3. Create a soothing ritual. Soothing rituals will tell your nervous system that you are moving into an intentional place of calm. I worked in my sketchbook in the mornings for about 15-30 minutes while I drank a cup of tea. When I was working in healthcare, I used to get up very early for my creative practice and light a candle to set a sacred tone.
4. Set an intention for your daily practice. My intention for my mandala practice was to "deconstruct" my lifelong habit of worry. My daily mandala meditation practice was to "cultivate calm." Setting the daily intention to calm my mind and body while I created my mandalas was very healing for me.
5. Explore a theme or structure. The structure of my mandala practice was simply to create anything within a circle using any art medium. Usually, I aim to explore one theme or structure until one sketchbook is complete. My 365 mandala practice was the longest creative practice I have ever done! (You can view my Intuitive Mandala Gallery HERE.)

6. Set a number. When I have decided to create 365 mandalas, I am put no pressure on myself to complete them by a set date. Creating 365 mandalas was super challenging for me. With such a long creative practice, I sometimes got bored with my mandala-making process. I regularly had to dig deeper into my methods and materials in order to become creatively engaged again.

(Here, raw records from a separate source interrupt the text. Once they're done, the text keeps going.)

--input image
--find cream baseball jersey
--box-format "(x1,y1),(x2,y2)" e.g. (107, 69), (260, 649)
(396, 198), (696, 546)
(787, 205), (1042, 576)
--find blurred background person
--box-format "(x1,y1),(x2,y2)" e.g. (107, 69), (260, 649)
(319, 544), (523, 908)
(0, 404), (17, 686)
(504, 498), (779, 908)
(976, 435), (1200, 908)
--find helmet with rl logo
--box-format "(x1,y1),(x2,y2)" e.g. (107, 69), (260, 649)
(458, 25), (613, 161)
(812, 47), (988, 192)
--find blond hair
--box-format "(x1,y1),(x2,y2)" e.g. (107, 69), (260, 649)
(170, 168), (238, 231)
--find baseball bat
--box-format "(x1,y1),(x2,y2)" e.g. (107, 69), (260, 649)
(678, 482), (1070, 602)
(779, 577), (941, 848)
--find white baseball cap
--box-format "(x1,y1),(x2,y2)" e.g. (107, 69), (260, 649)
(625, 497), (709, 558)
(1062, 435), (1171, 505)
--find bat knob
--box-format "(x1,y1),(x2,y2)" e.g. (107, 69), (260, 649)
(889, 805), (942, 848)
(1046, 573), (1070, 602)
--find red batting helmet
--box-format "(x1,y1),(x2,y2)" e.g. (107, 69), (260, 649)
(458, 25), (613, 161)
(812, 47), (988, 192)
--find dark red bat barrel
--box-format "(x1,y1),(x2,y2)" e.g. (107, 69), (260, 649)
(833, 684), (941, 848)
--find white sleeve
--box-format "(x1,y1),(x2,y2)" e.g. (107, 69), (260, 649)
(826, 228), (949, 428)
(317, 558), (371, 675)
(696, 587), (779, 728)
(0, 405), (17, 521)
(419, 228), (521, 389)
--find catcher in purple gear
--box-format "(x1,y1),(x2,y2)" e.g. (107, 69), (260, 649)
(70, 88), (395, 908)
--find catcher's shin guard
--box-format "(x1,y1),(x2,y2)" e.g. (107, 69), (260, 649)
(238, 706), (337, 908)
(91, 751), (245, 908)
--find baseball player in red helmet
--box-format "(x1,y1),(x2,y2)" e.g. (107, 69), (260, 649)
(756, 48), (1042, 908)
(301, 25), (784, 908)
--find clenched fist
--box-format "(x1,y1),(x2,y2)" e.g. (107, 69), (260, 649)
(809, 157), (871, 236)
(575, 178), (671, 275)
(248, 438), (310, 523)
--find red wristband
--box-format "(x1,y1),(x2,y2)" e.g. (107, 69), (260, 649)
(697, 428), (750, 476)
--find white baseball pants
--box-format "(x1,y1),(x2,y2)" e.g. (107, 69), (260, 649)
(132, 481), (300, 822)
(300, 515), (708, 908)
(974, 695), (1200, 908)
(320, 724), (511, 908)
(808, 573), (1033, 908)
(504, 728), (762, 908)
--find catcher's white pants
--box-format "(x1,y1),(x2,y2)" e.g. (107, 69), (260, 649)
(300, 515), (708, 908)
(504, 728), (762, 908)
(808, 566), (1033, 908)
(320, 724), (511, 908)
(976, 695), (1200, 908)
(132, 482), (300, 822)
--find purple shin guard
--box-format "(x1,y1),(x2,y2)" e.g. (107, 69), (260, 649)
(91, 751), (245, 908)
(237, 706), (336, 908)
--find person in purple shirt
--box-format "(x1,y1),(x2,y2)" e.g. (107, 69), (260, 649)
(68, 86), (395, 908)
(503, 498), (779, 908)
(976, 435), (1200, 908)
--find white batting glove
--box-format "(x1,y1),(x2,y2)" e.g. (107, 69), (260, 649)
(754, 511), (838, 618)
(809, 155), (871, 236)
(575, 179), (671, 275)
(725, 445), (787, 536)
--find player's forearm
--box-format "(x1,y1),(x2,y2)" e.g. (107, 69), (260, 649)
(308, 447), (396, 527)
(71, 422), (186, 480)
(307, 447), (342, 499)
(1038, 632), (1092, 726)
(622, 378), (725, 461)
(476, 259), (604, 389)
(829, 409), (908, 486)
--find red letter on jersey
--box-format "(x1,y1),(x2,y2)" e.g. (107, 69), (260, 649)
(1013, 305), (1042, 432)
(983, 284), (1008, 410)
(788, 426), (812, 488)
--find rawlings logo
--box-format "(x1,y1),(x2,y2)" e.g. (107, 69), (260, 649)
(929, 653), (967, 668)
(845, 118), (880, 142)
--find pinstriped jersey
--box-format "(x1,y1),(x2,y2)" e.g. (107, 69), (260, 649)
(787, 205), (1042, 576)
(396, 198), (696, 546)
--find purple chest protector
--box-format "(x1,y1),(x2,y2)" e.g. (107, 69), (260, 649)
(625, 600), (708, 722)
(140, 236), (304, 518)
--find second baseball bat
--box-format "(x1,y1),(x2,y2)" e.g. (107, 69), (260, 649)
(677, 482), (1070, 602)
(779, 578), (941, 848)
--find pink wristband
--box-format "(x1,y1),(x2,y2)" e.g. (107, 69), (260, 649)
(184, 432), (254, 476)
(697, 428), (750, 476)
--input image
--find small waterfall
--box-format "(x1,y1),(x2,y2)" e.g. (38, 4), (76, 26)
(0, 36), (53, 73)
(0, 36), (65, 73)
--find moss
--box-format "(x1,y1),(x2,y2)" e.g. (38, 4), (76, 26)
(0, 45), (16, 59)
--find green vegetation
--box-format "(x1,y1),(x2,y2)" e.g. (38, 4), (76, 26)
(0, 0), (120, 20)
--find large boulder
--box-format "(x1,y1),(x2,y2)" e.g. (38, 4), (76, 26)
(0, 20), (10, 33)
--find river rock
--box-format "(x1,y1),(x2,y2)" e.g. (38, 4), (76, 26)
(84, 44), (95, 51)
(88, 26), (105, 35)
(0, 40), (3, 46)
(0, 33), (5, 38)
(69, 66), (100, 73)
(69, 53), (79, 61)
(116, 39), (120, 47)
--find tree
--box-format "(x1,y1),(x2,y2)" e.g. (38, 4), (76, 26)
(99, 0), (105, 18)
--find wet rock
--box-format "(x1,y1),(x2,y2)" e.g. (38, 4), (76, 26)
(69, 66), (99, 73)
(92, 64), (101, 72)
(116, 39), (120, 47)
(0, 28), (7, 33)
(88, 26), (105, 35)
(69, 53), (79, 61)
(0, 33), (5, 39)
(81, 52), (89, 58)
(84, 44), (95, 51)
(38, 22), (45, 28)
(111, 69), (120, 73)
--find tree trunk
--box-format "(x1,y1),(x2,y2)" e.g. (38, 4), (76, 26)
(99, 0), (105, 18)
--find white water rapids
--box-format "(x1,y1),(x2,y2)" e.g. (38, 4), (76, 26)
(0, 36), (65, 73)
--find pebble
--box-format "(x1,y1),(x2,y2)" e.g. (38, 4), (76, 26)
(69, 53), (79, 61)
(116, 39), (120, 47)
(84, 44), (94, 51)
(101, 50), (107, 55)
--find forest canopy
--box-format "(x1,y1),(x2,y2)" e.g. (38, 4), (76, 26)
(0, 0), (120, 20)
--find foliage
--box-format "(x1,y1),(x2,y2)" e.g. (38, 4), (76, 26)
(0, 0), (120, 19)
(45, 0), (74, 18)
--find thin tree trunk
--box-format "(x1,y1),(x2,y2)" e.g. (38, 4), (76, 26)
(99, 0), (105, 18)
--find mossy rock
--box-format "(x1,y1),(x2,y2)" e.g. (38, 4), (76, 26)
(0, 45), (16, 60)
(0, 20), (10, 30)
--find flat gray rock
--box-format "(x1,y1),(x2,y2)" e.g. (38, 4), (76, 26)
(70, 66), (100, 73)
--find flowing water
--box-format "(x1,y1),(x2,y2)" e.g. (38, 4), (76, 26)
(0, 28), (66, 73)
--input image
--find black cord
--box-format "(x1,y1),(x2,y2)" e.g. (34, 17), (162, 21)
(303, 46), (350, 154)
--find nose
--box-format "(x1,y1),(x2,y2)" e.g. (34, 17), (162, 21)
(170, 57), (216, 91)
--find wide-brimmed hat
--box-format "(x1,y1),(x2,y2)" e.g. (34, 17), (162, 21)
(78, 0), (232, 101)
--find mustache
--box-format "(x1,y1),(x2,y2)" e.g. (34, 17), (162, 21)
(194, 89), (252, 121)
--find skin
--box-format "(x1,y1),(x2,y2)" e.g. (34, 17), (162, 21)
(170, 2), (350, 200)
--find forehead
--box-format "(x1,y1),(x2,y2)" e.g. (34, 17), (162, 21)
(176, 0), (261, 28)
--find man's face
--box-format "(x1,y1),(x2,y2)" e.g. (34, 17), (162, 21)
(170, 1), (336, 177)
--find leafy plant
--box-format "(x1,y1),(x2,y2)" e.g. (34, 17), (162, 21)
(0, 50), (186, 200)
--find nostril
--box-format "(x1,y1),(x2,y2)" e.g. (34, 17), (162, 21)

7. Choose an art material to explore. Sometimes, I love to see what I can create by dedicating myself to exploring a particular art material like pastels, different kinds of pens or watercolour paint. I might aim to finish an entire sketchbook of abstract watercolour paintings, for example.
8. Choose an emotional issue to work through. Many years ago, when I was struggling to earn a living and to get above water financially, I dedicated many sketchbooks to frenzied ballpoint pen drawings that explored my fears about money.